Show HN: Bramble – Local-first password manager

(github.com)

48 points | by MegagramEnjoyer 9 hours ago ago

8 comments

  • tmpfs 34 minutes ago ago

    I think local-first password managers are the way forward. Big tech companies already have way too much power and having them mediate our most important data is a bad precedent to set.

    I like that you made this P2P, I designed one that sits on top of sqlite and is 100% local first but is not P2P, take a look if you are interested in some prior art in this space:

    https://saveoursecrets.com/

    I decided to go with native apps all the way, Rust backend and Flutter front-end but kind of regret it now with how the Play/App stores are such a hassle to work with.

  • shaunkoh 32 minutes ago ago

    Congrats! How’s it compare vs self-hosted vaultwarden?

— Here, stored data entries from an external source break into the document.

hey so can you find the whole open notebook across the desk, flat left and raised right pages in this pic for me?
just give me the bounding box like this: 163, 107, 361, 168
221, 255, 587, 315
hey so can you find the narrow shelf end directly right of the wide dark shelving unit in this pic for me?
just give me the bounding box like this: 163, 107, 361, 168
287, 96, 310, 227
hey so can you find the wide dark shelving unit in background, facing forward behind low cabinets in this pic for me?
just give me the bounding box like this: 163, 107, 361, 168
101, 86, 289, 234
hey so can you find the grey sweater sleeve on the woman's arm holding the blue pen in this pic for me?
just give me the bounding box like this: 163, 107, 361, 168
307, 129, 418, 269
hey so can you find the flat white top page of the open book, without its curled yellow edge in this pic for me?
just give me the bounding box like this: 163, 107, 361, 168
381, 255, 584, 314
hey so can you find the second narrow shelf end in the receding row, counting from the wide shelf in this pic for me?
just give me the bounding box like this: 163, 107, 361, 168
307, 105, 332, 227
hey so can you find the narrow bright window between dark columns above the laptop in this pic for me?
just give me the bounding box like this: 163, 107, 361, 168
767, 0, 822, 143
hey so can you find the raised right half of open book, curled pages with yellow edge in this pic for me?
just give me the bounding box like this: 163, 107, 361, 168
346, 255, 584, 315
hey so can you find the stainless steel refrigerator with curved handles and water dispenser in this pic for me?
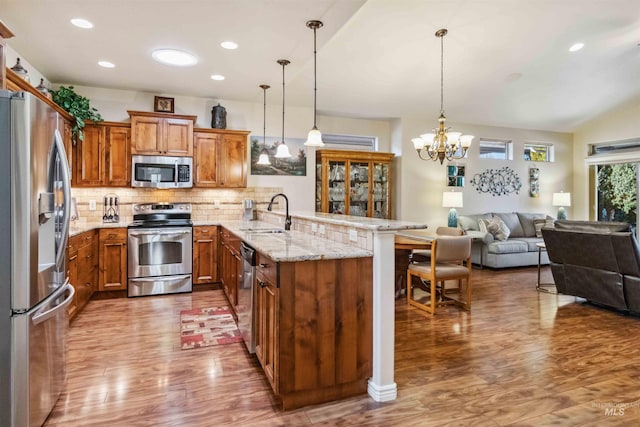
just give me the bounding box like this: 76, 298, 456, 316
0, 91, 74, 427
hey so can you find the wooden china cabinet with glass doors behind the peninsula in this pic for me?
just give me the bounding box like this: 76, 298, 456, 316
316, 150, 395, 219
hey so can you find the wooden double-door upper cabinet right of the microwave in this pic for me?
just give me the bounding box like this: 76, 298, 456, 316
193, 129, 249, 188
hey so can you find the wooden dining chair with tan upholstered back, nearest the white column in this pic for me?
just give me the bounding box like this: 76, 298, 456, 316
407, 236, 471, 314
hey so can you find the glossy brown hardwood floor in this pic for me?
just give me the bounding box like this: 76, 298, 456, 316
45, 267, 640, 427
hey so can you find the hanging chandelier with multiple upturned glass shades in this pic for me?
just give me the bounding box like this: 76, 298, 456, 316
411, 28, 473, 164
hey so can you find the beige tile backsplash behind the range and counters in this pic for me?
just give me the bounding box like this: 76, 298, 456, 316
71, 187, 282, 227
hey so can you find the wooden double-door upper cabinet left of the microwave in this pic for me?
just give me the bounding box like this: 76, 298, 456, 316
73, 122, 131, 187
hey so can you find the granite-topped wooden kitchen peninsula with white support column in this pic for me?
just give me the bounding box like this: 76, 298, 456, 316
73, 210, 426, 409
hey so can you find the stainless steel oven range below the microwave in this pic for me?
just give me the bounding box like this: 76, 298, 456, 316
127, 203, 193, 297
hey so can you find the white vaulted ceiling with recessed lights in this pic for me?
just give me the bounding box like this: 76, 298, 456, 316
0, 0, 640, 132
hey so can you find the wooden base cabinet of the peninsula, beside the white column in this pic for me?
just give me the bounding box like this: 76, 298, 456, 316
256, 254, 373, 410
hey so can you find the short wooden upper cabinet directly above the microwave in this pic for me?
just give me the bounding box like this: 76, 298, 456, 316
129, 111, 197, 157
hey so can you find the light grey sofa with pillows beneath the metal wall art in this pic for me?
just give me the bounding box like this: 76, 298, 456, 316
458, 212, 553, 268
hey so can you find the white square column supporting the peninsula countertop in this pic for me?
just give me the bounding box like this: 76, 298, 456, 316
367, 230, 398, 402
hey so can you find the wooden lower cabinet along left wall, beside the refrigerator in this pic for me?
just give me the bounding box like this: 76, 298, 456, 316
67, 230, 98, 318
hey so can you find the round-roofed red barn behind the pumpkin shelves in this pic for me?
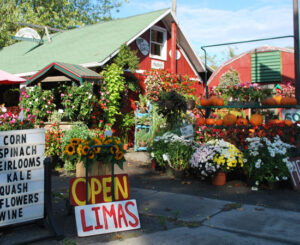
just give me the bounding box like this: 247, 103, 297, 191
207, 46, 295, 88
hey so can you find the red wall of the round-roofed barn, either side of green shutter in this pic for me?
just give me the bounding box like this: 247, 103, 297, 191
208, 51, 295, 90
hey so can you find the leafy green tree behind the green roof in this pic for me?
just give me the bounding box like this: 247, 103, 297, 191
0, 0, 127, 48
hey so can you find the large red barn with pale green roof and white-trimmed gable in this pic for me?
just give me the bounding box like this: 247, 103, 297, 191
0, 9, 210, 98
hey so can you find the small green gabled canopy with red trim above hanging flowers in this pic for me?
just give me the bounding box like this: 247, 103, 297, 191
26, 62, 103, 85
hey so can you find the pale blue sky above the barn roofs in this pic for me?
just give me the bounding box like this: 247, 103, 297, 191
113, 0, 293, 64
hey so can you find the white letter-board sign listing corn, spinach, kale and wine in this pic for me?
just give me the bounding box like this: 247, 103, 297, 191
0, 129, 45, 227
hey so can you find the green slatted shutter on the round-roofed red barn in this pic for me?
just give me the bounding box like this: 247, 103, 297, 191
251, 51, 281, 83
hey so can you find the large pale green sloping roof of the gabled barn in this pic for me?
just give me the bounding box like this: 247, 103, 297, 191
0, 9, 168, 74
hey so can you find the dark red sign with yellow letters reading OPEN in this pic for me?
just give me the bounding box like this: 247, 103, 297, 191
70, 174, 130, 206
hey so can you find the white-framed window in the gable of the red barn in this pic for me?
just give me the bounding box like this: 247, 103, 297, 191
150, 26, 167, 60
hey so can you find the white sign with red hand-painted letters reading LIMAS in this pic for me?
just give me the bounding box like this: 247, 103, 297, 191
75, 199, 141, 237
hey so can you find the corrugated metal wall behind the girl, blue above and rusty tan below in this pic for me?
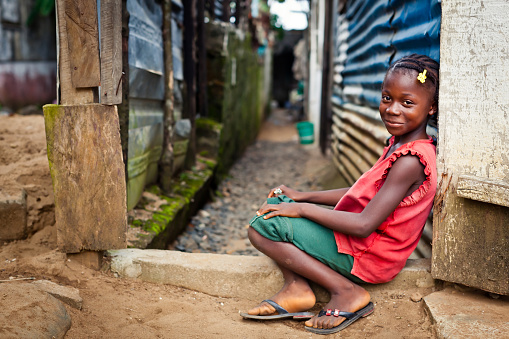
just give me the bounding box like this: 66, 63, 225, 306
331, 0, 441, 257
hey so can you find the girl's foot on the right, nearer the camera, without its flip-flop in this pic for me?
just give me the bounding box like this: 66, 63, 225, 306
305, 285, 371, 329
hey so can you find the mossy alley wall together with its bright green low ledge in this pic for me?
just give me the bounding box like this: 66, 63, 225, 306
127, 22, 270, 249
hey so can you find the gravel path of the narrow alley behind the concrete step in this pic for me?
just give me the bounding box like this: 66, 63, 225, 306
168, 109, 332, 255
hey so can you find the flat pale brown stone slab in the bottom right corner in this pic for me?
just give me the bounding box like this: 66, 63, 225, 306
424, 288, 509, 338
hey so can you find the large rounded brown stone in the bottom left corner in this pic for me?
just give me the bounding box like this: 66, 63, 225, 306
0, 282, 71, 339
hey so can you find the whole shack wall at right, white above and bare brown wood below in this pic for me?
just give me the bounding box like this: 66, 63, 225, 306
432, 0, 509, 294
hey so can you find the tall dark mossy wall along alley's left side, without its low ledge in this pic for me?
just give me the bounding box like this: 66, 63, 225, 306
205, 22, 269, 177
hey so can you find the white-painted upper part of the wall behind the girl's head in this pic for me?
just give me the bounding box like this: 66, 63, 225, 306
438, 0, 509, 183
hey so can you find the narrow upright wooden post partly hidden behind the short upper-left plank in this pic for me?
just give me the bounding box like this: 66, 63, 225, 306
56, 0, 94, 105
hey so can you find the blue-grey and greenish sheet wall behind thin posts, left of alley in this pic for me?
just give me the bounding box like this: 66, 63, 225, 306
127, 0, 184, 209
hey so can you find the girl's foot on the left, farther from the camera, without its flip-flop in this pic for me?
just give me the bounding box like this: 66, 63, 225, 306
247, 281, 316, 315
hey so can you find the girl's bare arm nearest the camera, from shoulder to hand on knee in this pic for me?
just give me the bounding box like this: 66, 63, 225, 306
257, 156, 423, 237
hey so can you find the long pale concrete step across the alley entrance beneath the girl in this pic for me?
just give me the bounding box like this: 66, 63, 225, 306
108, 249, 435, 302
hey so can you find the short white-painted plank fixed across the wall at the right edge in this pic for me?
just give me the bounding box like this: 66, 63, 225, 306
456, 175, 509, 207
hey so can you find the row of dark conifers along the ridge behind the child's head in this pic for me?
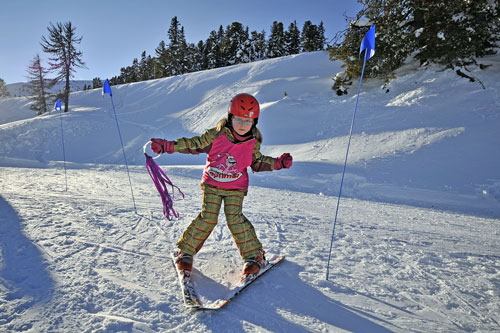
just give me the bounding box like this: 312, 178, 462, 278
107, 17, 336, 83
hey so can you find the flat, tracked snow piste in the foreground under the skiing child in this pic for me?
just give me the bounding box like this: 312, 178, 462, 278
0, 167, 500, 332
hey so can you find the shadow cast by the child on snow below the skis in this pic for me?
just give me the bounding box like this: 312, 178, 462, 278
195, 259, 391, 332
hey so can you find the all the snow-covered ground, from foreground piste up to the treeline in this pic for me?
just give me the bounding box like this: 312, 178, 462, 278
0, 52, 500, 332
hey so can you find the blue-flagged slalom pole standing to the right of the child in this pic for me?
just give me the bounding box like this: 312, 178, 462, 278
326, 25, 375, 280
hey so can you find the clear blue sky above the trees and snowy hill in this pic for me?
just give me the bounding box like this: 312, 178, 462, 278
0, 0, 361, 84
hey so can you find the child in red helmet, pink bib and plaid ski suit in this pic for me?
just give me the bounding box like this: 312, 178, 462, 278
151, 94, 292, 275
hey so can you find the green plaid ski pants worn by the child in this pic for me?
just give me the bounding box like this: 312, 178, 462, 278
177, 185, 262, 259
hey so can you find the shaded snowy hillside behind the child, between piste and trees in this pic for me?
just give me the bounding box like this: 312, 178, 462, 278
0, 52, 500, 217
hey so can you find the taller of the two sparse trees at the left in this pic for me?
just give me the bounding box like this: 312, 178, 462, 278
41, 22, 85, 112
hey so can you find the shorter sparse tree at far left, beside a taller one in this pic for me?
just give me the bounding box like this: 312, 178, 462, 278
27, 54, 55, 115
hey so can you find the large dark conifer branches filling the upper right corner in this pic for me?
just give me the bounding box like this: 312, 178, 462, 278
330, 0, 500, 87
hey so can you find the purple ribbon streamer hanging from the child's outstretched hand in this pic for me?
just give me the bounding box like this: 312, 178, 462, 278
144, 153, 184, 221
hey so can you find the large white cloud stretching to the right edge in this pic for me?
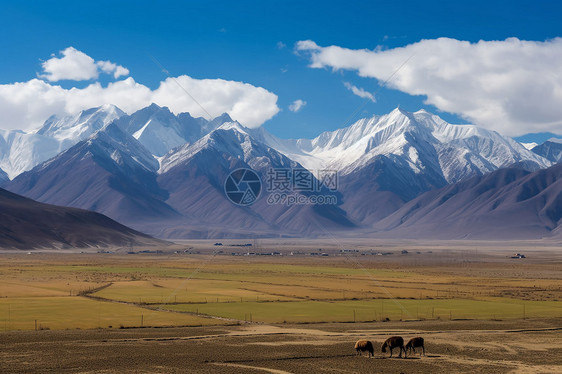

  • mune2gu-chan 2 hours ago ago

    Really clean concept. Keeping everything entirely on-disk instead of relying on a third-party cloud is something I've been wanting to see more of.

  • keepupnow 4 hours ago ago

    What ai tools are you using if I may ask, genuinely interested.

  • hoistbypetard 6 hours ago ago

    > TL;DR: I dislike private-equity and venture funded companies messing with our security, so I created my own Password Manager which is local-first, free, open source and as transparent as it gets.

    I do too! And I appreciate your transparency about the vibe coding. But nowhere in the repository that I've found so far do you say who is writing this. For something like a password manager, I kind of need to know who's responsible for it, and who's reviewing the LLM source code, what they've done before, what their business model is, etc.

    Can you share?

    • MegagramEnjoyer 6 hours ago ago

      Fair enough. I like staying pseudonymous on the internet, but I also understand where you're coming from.

      My name is Doug, based in Toronto, Canada. I've been a software engineer for over 10 years, working in various startups that handle very sensitive data (fintech, health tech, legal tech.) I've had the opportunity to build security-heavy software and directly handled sensitive info like SIN, bank details, patient histories etc.

      Business model: This is essentially a passion project for me that I intend to keep working on - for usage within my family and the OSS community. This version of the app is always going to be free and open source. In the future if this were to ever take off and I now want to earn from it, I would probably do a business version with cloud storage (with self-host option)

      The goal is offering an alternative that doesn't enshittify over time, secure, fully sovereign and convenient.

      • jdkaiwei 5 hours ago ago

        How's support for credit card form entries? That's the one thing that makes me miss 1Password as a current keepass user and will make me move over.

  • keepupnow 4 hours ago ago

    You built your own sync engine? Why?